A new study presented at the European College of Neuropsychopharmacology conference finds that chronic alcohol use affects the brain cells of young men and women differently.
Participants of the preliminary study did not have alcohol use disorder, but were classified as heavy drinkers. All participants were also in their 20s, suggesting that alcohol-related brain changes may not take very long to develop.
The participants included 11 men and 16 women between the ages of 23 and 28 years, who all reported "heavy" drinking patterns over the previous 10 years.
People who reported little or no alcohol use served as controls.
Interestingly, the researchers found differences in the activity of receptors for the neurotransmitter GABA – which plays an important function in regulating anxiety and is thought to play a role in depression.
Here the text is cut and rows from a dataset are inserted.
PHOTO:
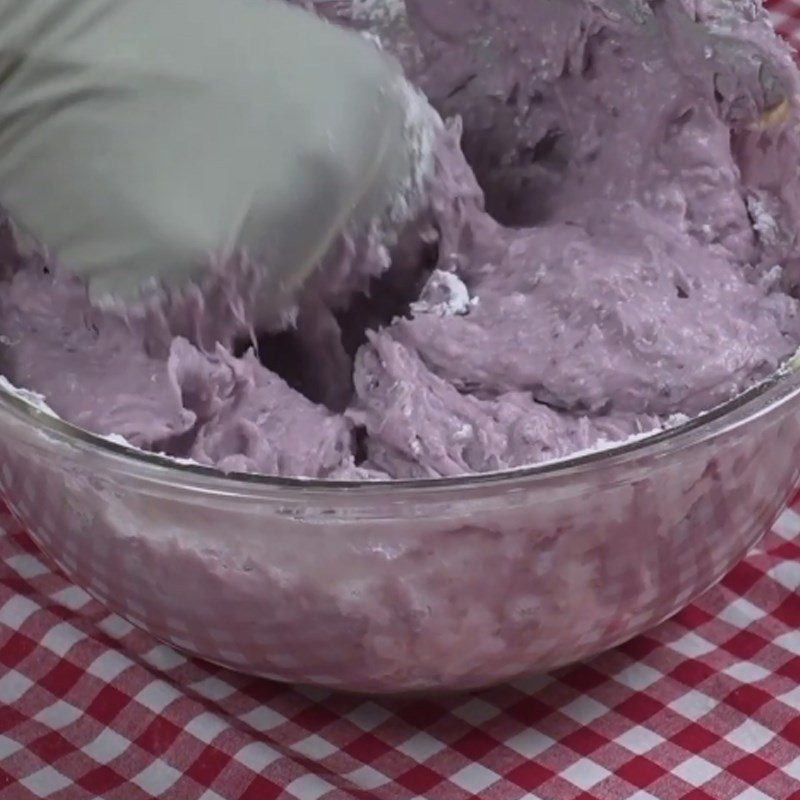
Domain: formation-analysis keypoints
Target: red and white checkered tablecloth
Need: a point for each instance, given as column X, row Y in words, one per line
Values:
column 705, row 707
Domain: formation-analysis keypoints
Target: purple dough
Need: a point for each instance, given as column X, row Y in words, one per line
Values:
column 635, row 257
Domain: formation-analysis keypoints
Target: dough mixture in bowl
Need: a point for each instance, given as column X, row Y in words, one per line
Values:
column 608, row 239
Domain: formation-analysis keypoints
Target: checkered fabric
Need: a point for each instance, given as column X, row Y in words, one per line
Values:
column 705, row 707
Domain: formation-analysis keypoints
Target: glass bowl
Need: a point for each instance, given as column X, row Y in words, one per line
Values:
column 410, row 585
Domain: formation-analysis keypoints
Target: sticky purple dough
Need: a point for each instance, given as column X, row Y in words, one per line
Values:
column 609, row 239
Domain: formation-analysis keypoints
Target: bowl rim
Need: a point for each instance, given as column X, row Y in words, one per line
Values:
column 768, row 395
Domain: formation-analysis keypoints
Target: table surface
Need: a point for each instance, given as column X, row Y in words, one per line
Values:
column 705, row 706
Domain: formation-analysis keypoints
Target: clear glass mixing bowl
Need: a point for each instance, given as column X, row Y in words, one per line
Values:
column 444, row 584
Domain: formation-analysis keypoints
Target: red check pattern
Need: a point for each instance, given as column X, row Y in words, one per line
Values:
column 706, row 707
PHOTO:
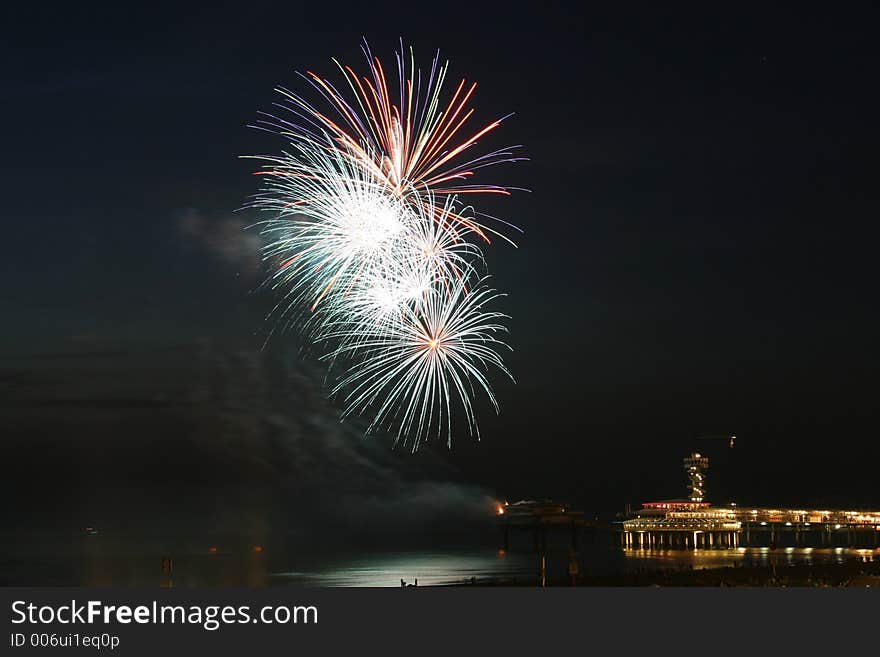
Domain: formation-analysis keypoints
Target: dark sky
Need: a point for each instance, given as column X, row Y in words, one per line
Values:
column 699, row 252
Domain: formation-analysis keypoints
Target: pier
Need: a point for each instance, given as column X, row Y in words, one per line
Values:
column 695, row 524
column 539, row 518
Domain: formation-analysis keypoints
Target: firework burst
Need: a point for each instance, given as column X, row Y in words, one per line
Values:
column 408, row 140
column 372, row 252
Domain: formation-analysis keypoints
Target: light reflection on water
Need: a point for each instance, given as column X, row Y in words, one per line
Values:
column 456, row 567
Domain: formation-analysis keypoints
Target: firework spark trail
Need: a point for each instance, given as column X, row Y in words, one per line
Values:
column 371, row 249
column 414, row 365
column 416, row 145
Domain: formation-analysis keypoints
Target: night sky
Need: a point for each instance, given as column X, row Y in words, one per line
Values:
column 698, row 257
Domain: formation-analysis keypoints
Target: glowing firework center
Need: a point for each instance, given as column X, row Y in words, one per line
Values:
column 373, row 254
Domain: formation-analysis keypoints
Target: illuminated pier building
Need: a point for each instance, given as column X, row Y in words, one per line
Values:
column 694, row 523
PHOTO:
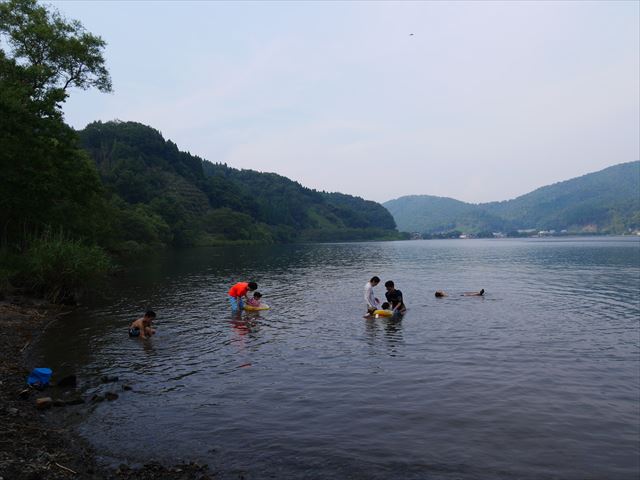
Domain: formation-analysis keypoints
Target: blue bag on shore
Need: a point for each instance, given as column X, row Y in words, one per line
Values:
column 39, row 376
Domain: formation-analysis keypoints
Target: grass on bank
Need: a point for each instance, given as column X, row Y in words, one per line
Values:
column 52, row 265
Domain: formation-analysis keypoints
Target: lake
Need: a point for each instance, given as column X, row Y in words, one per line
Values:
column 540, row 378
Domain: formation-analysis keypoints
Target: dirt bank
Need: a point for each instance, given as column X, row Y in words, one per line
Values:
column 36, row 444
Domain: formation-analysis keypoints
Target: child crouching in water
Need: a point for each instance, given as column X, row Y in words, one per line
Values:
column 255, row 300
column 142, row 326
column 385, row 310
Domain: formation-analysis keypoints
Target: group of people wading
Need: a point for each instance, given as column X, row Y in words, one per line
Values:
column 395, row 304
column 394, row 301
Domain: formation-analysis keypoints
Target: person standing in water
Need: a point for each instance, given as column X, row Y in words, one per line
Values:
column 370, row 298
column 394, row 297
column 238, row 293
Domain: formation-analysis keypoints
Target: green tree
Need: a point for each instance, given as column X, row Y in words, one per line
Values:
column 46, row 179
column 47, row 183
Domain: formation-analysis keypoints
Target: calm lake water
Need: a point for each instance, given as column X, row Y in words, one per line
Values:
column 539, row 379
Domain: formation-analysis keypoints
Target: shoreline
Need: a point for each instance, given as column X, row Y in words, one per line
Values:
column 35, row 443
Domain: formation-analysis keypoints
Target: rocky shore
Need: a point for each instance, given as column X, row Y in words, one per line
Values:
column 38, row 443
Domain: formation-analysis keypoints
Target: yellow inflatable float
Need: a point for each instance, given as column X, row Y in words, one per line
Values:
column 250, row 308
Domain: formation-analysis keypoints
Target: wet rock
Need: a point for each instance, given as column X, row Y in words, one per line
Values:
column 68, row 381
column 43, row 402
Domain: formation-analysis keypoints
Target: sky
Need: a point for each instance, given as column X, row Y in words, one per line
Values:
column 478, row 101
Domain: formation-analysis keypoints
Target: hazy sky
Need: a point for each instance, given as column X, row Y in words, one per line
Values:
column 485, row 101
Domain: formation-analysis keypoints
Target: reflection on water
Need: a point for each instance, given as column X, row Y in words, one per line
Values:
column 538, row 379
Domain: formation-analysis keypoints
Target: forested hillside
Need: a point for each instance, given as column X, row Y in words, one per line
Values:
column 71, row 202
column 178, row 198
column 607, row 201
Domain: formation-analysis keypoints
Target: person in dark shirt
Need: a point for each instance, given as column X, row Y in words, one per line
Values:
column 394, row 297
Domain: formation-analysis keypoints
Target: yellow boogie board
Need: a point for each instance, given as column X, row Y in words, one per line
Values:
column 249, row 308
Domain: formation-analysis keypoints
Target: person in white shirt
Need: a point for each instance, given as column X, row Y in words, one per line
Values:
column 372, row 302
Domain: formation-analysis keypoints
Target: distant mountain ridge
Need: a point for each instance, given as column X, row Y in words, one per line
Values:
column 607, row 201
column 165, row 196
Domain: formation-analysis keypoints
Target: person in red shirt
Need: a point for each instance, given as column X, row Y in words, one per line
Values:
column 239, row 292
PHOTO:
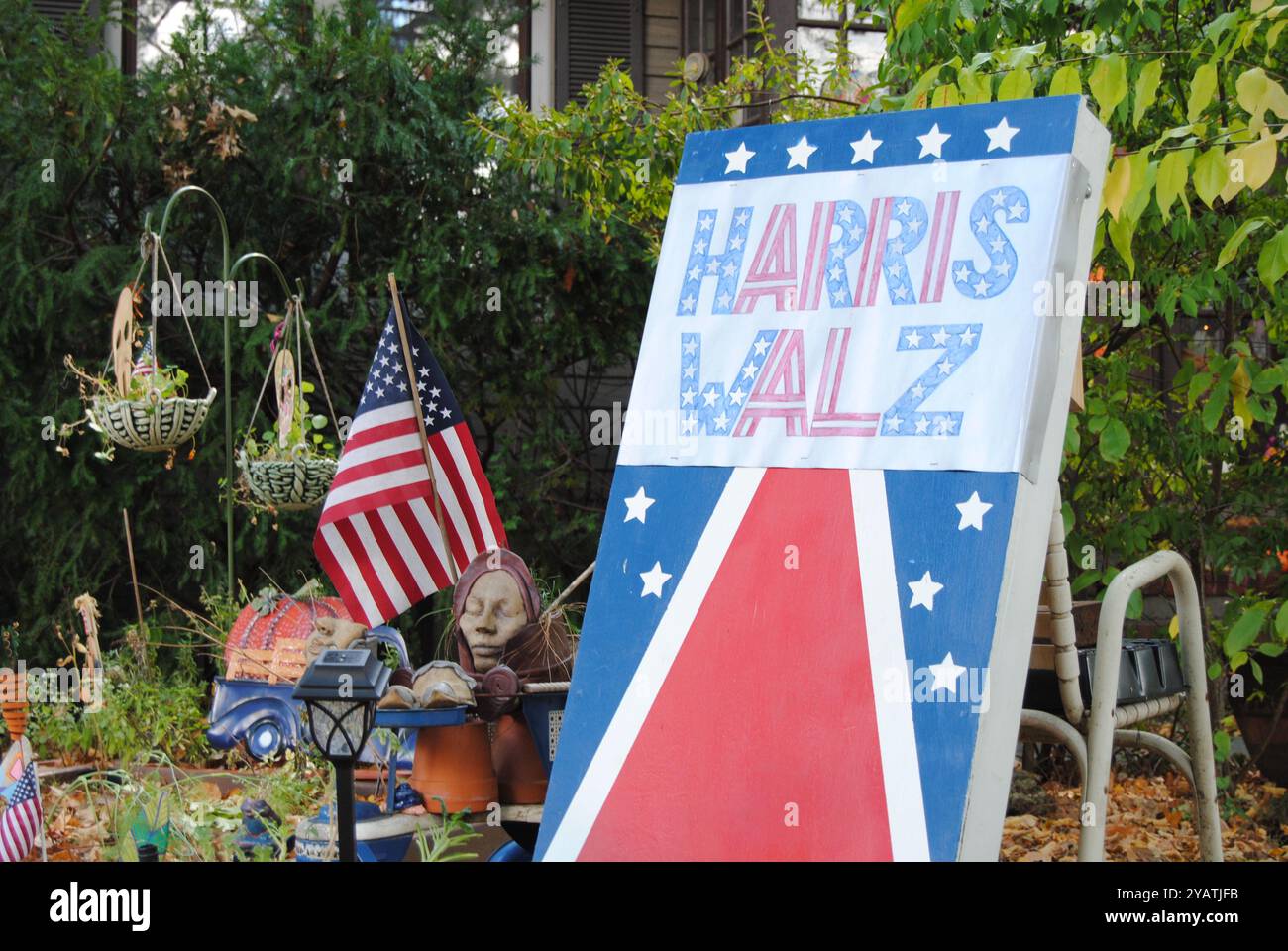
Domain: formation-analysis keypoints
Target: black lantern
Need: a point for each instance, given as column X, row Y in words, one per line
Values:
column 340, row 689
"Generally, our work showed that alcohol causes more pronounced changes in both electrical and chemical neurotransmission in men than women," said study author Outi Kaarre in a news article. "There are two types of GABA receptors, A and B. Long-term alcohol use affects neurotransmission through both types in males, but only one type, GABA-A, is affected in females.
Previous studies on animals suggested that the GABA-A receptor may influence drinking patterns while GABA-B is connected to a desire for alcohol. The differences in brain response between men and women may help clinicians understand what drives each gender to heavy drinking, how they react to alcohol, and why they develop dependence.